Specializes in Paed Ortho, PICU, CTICU, Paeds Retrieval.

Yeah I agree, Tegaderm does not tend to fix a tube for very long. The problen is that any of the more adhesive tapes can damage the skin underneath (especially if the tube is in place long term - which I assume your patient's are). One idea that I have seen recently is to initially place granuflex (the sort that you find on the base of a stoma bag). You can get it in 10cm squares, just cut a strip and place this on the cheek and upper lip (you can fix it with stomahesive to make sure it stays in place). Then use elastoplast (the pink tape) to fix the NGT to the granuflex rather than the face. The cases where I have used this it seems to have worked well. It stays on for long periods and the stomahesive doesn't seem to cause the damage that elastoplast tape does. Hope this helps, let me know how you got on.

Specializes in ICU.

I like the mustash taping myself (you know to the upper lip and not to the nose) it is better tolerated and yes I will use duoderm/comfeel on the skin first (with skin prep/friar's balsam if I have it) and then tape to that.

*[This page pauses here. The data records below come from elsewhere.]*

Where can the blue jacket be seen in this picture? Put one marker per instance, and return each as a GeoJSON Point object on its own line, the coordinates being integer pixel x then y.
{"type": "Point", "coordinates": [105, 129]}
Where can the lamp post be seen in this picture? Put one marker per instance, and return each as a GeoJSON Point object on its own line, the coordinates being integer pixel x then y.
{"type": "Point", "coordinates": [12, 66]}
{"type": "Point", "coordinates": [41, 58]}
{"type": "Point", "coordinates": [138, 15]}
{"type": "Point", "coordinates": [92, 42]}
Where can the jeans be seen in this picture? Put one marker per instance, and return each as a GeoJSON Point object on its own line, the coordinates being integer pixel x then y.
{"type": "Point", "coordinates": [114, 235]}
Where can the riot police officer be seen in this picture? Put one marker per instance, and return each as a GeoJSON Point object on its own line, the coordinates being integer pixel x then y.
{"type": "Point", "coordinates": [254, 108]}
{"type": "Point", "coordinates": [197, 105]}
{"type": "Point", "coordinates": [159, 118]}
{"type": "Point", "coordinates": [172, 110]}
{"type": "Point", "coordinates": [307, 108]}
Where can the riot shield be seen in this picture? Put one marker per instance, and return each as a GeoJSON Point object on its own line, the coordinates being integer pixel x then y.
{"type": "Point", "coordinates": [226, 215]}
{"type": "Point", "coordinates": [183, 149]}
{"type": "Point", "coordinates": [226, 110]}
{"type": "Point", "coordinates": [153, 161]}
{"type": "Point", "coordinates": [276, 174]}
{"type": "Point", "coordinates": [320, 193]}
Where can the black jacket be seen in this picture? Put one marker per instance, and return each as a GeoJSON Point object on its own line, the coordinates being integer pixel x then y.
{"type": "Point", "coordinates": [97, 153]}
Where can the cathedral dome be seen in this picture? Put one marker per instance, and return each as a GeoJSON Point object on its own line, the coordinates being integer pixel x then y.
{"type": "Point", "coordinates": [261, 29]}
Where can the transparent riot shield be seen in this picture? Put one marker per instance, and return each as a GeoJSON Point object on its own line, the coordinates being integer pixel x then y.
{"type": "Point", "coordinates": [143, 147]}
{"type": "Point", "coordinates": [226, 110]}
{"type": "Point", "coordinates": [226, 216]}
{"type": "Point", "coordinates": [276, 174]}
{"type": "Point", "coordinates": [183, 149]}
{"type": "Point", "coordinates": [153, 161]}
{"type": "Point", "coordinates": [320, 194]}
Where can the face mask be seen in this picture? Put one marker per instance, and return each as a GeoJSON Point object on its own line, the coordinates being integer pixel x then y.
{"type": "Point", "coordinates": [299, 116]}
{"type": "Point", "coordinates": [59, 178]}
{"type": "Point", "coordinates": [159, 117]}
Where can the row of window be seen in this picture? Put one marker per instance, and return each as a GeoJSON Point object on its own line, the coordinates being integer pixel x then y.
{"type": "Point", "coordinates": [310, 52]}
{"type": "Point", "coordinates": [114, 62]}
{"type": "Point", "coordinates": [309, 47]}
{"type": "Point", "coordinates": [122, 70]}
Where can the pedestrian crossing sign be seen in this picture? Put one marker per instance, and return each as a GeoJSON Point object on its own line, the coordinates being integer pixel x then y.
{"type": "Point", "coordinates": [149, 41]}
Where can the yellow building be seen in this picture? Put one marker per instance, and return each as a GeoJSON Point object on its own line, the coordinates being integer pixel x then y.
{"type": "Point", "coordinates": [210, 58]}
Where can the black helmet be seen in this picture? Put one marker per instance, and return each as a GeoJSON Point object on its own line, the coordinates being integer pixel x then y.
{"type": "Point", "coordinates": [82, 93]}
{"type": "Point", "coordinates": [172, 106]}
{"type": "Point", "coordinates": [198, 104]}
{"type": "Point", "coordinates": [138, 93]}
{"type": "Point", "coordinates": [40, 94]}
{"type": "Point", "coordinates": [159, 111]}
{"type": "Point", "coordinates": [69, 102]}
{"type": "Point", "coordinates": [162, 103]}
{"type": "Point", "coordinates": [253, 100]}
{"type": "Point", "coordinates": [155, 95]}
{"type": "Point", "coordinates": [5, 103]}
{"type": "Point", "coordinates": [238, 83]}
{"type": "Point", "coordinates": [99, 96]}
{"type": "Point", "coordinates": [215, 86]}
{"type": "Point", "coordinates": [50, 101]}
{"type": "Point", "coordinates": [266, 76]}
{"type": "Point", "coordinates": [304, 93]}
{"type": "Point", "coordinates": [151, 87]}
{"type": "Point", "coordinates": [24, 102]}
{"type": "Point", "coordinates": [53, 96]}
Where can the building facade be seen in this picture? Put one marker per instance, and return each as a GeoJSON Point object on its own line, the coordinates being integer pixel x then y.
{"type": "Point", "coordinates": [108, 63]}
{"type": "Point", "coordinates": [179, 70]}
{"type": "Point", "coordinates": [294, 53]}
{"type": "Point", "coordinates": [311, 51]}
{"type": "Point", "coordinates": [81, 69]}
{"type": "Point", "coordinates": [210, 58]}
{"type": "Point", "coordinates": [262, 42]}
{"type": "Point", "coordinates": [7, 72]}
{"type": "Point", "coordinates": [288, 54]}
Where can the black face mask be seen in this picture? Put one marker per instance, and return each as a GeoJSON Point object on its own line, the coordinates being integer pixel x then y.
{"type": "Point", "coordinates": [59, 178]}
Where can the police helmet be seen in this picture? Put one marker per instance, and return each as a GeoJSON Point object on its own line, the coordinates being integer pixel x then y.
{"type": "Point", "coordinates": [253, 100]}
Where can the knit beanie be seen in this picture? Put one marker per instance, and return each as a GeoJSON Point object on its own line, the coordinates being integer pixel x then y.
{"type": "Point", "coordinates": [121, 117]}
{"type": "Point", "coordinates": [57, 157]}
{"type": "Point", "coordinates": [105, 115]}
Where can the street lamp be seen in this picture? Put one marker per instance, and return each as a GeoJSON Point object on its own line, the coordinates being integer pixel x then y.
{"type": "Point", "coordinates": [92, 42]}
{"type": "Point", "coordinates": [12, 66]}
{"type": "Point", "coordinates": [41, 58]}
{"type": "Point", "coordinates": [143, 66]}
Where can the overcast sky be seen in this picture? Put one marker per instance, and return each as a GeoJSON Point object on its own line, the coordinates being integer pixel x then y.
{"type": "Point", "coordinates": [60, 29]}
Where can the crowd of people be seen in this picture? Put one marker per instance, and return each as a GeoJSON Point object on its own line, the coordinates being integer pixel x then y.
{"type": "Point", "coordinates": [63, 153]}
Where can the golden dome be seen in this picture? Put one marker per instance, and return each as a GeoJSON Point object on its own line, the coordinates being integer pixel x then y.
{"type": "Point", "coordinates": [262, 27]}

Thank you both for the information, I have used granuflex in the past and found it to be good also, but my team seem reticent to change from their current way of doing things despite the fact that it places more of a burden on the workload. Do you know if either of these products is on the formularly, because that will be the next war cry, about granuflex or comfeel being too expensive!

Specializes in Paed Ortho, PICU, CTICU, Paeds Retrieval.
Thank you both for the information, I have used granuflex in the past and found it to be good also, but my team seem reticent to change from their current way of doing things despite the fact that it places more of a burden on the workload. Do you know if either of these products is on the formularly, because that will be the next war cry, about granuflex or comfeel being too expensive!

In the BNF granuflex retails at £2.22 for a 10cm x 10cm patch, Comfeel seems to retail at about the same price. It seems a little expensive, but you are probably spending that on petrol each time you have to visit this child. Good luck with your negotiations!

Specializes in NICU, PICU, PCVICU and peds oncology.

I've seen Tegaderm used very successfully to secure NGs, and I've seen it fail miserably. The skin has to be absolutely dry, the edge of the Tegaderm has to be as close to the naris as possible (without putting it in it :rotfl:,) and the biggest piece you can get on the face (without taping their eye or mouth shut :imbar ) is best. It's easiest to do well if you have three hands... If you run the tube along the cheek out toward the top of the ear, secure it to the cheek then loop the rest of the tube over the ear and secure it tot he neck, the likelihood of it staing in place is much better.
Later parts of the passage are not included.